Future research is needed to test how positive changes in self-concept and neighborhood social life can be further integrated into PA interventions. For example, past studies have found that helping people to make deliberate connections between their values and a target behavior is an effective behavior change strategy for adoption of health behaviors [100], with past studies finding positive effects of such programs among African Americans [56]. Furthermore, there is evidence that focusing on one’s values promotes an expanded sense of one’s self-concept [101]. Future research could build upon this approach by examining how focusing on one’s core values could be used to facilitate positive changes in one’s self-concept for PA for long-term change and maintenance. Additionally, future interventions should consider how to develop community-based programs to promote social support, cohesion, and positive social opportunities for engaging in PA within neighborhoods.

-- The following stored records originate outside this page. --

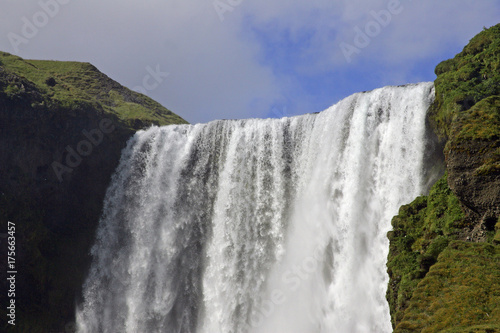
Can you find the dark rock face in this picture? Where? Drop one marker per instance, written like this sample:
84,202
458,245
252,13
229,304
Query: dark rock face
478,191
438,240
55,165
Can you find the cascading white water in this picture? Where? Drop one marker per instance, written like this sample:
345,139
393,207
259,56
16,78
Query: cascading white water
275,225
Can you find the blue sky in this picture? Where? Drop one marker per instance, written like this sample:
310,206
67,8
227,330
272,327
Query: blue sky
248,58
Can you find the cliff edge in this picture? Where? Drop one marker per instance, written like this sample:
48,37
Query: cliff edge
62,128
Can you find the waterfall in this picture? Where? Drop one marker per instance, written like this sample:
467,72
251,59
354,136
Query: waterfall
259,225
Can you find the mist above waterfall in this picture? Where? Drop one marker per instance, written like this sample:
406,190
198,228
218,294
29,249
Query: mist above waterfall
275,225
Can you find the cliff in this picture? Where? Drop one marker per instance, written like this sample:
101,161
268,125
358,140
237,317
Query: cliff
444,260
62,128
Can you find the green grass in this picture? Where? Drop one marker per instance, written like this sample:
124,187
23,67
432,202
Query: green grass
468,78
78,86
421,231
461,292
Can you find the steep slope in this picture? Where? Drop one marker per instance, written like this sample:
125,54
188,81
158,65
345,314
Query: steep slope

By incorporating a longitudinal design, an objectively-assessed measure of PA, and a sample of older African American adults, the present study addresses some of the key methodological limitations of past research. Furthermore, relatively few studies have examined how individual-level cognitive factors and neighborhood perceptions impact longitudinal MVPA among predominantly older obese African American adults. In the United States, African American adults have the highest rate of obesity [102], and a higher rate of physical inactivity relative to White adults [103, 104]. Interestingly, whereas our previous work tested for intervention effects among the full PATH trial sample (N = 417, ages 18–85) [70], by focusing specifically on older adults in the PATH trial, the present study revealed a treatment effect that was not reported in our previous research. These findings suggest that the full intervention was particularly beneficial for increasing MVPA among relatively older participants. Taken together, the present results provide valuable insight into the individual and social environmental factors that predict longitudinal MVPA among older African Americans in the PATH trial.

There are several limitations to the present study that should be acknowledged. One limitation of the present research is that the generalizability of the present findings beyond African Americans remains unclear. Future research is needed to confirm that the positive effect of self-concept for PA and neighborhood social life generalize to other racial and ethnic groups of older adults. Another limitation of the present research is that the present analyses were conducted on a single imputation, which may yield less reliable estimates than a combined multiple imputation approach. A third limitation is that the trial recruited a mixture of randomly selected and volunteer participants. By including volunteer participants the trial may have inadvertently selected some participants with a higher level of motivation.


This study expands on past research by demonstrating that among older African American adults, those with a higher average positive self-concept for PA engaged in greater MVPA than those with a low average self-concept. This is one of the first studies, to date, to examine how self-concept for PA relates to longitudinal objective assessments of MVPA among older adults. Additionally, positive increases in one’s perceived neighborhood social life and in one’s self-concept for PA were associated with increases in MVPA over time. Future interventions should consider how positive changes in self-concept and the neighborhood social environment can be further integrated into PA interventions in older at-risk adults.